Das Sportamt Basel-Stadt zieht eine positive Bilanz der diesjährigen Eissaison. Das schöne Wetter und der fehlende Schnee in den Bergen sorgten insbesondere während der Festtage für hohe Besucherzahlen.
Insgesamt waren rund 163'000 Schlittschuhläuferinnen und Schlittschuhläufer im Kalenderjahr 2025 auf dem Eis. Damit liegt die Zahl der Besuchenden rund 13 % über dem Vorjahreswert. Die Zahl der Besuchenden während der Wintersaison 2025/2026 beläuft sich auf rund 130’000.
«Gratis uffs Glattyys» und Eis-Disco weiterhin beliebt
Der Anlass «Gratis uffs Glattyys» Anfang Dezember 2025 war ausserordentlich gut besucht. Auch die Eis-Discos zwischen November 2025 und Februar 2026 erfreuten sich grosser Beliebtheit: Pro Anlass waren jeweils bis zu 900 Schlittschuhläuferinnen und Schlittschuhläufer auf dem Eis. Die letzte Eis-Disco der Saison fand am Freitag, 27. Februar 2026, von 19 bis 23 Uhr auf der Kunsteisbahn Eglisee statt.
Abbau der Eisfelder und Betrieb Hallenbad Eglisee
Die Saison endet auf beiden Kunsteisbahnen am Abend des 8. März 2026. Auf der Kunsteisbahn Eglisee wurde das kleine Eisfeld bereits am 23. Februar 2026 geschlossen, um erste Vorbereitungen für den Abbau zu ermöglichen. Ab dem 9. März 2026 werden beide Anlagen auf die Nutzung während der wärmeren Jahreszeit umgestellt.
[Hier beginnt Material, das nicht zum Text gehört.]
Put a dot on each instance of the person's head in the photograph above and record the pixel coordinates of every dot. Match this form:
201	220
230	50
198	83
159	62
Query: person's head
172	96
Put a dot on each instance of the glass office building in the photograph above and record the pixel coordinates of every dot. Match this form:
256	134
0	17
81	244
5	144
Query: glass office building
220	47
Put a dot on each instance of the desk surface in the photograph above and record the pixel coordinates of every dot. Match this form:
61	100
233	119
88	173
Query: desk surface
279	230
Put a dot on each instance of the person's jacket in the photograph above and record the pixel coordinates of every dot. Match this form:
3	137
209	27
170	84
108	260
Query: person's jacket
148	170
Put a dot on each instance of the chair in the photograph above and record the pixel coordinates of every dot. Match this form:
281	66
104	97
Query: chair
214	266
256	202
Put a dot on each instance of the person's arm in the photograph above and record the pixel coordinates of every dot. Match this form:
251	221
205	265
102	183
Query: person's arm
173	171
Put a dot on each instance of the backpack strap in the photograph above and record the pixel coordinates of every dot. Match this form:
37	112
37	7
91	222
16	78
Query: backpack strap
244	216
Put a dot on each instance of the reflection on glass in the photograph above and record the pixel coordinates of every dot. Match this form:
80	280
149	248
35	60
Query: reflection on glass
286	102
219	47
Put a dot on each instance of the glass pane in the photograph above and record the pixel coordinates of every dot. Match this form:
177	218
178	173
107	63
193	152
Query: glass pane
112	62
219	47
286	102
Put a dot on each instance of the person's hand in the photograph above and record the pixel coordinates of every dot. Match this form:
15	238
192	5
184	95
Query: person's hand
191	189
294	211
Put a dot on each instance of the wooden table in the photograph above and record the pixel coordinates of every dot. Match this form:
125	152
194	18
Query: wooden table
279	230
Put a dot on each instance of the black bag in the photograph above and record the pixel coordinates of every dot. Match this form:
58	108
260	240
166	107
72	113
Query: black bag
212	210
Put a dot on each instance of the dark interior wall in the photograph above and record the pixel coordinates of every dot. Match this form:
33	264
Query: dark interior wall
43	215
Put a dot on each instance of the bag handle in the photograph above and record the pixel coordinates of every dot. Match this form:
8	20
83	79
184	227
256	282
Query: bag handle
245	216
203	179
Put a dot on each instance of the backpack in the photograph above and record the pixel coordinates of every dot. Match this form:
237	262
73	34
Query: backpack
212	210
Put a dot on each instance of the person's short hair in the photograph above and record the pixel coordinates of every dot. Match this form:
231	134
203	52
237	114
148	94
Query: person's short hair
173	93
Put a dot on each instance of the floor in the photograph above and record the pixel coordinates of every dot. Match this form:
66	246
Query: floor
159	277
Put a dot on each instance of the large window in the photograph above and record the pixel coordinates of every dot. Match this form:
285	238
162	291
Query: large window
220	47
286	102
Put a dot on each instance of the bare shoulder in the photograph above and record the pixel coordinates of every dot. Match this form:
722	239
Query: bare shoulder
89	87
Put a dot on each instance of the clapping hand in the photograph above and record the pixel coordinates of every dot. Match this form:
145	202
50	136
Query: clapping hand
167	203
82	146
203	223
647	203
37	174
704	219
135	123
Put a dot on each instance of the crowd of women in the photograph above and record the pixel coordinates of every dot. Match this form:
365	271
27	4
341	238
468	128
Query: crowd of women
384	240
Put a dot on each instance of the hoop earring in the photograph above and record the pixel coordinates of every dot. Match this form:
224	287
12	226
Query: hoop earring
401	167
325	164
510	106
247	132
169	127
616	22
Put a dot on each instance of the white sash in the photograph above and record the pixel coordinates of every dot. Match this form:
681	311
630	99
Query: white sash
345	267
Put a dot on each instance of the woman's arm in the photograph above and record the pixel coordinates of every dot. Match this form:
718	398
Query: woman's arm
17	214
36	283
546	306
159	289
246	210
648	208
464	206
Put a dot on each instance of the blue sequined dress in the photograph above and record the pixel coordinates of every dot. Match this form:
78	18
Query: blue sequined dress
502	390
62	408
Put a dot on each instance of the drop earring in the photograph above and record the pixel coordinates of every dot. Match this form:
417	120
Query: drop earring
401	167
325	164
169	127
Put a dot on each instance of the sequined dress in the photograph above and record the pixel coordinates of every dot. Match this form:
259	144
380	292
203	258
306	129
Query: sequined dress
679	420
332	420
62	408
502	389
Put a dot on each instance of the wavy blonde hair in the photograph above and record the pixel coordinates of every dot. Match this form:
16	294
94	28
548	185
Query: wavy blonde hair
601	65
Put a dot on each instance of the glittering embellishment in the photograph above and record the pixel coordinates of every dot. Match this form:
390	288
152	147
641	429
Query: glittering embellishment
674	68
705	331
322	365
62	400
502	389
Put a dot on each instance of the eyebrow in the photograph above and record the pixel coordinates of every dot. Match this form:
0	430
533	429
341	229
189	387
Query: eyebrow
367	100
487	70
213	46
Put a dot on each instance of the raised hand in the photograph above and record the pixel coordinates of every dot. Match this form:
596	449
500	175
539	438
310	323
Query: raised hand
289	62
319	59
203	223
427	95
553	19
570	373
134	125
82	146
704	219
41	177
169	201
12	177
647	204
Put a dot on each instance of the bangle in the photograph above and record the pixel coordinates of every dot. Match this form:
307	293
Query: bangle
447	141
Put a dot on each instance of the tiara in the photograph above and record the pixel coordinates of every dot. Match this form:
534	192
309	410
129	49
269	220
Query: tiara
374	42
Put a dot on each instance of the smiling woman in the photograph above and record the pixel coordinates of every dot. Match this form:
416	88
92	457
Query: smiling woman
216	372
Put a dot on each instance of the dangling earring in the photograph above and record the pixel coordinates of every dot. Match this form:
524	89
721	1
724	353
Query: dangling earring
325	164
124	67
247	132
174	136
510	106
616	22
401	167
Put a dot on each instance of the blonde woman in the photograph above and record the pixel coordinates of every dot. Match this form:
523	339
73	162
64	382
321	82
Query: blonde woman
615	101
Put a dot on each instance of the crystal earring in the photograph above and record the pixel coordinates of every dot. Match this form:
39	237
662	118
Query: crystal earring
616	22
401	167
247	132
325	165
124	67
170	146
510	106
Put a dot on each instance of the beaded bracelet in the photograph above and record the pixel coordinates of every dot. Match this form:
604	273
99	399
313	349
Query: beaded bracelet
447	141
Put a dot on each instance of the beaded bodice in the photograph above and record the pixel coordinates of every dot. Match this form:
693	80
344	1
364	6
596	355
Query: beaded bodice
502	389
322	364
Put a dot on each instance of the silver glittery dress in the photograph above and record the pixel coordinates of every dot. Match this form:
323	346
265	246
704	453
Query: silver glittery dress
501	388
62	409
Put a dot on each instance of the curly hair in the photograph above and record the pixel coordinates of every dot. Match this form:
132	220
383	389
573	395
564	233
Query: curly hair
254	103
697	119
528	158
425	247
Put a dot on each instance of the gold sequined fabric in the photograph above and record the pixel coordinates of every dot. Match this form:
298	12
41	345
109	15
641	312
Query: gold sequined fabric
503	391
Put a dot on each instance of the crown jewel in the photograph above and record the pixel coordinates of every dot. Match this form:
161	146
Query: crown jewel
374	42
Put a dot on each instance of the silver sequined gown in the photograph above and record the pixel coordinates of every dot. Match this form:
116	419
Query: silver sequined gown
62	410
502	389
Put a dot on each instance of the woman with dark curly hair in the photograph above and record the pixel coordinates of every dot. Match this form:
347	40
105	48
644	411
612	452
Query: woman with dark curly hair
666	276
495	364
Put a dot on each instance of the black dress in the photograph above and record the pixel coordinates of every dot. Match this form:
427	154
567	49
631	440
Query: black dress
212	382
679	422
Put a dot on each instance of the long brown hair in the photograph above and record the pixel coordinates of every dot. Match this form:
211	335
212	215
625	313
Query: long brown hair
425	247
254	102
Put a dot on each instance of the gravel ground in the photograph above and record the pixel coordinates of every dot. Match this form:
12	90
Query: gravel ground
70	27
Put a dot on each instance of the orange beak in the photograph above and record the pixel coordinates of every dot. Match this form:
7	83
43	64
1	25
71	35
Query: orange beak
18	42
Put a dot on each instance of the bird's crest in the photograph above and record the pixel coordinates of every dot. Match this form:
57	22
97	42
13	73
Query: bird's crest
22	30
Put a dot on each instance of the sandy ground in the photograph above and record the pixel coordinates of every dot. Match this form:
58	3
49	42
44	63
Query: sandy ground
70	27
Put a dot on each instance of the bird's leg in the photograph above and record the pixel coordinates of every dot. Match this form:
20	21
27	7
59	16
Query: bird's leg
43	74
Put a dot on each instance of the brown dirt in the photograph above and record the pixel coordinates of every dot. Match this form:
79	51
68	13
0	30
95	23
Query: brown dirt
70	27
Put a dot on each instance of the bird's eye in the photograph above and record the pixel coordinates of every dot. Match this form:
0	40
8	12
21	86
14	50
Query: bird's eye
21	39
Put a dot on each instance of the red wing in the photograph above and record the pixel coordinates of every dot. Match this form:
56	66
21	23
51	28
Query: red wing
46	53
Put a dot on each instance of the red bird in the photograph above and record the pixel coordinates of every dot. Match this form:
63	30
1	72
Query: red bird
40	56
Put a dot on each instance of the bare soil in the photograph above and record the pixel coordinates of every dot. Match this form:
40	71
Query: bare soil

Im Eglisee werden die Eisfelder abgetaut und die Elemente der Kunsteisbahn für die nächste Saison eingelagert. Das Hallenbad Eglisee bleibt bis am 24. April 2026 zu den gewohnten Öffnungszeiten geöffnet. Danach wird die Traglufthalle abgebaut, damit die Wasserflächen des Gartenbads rechtzeitig für die Badesaison bereit sind.
Auf der Kunsteisbahn Margarethen wird ebenfalls das Eis abgetaut und die Anlage für Frühlings- und Sommeranlässe vorbereitet.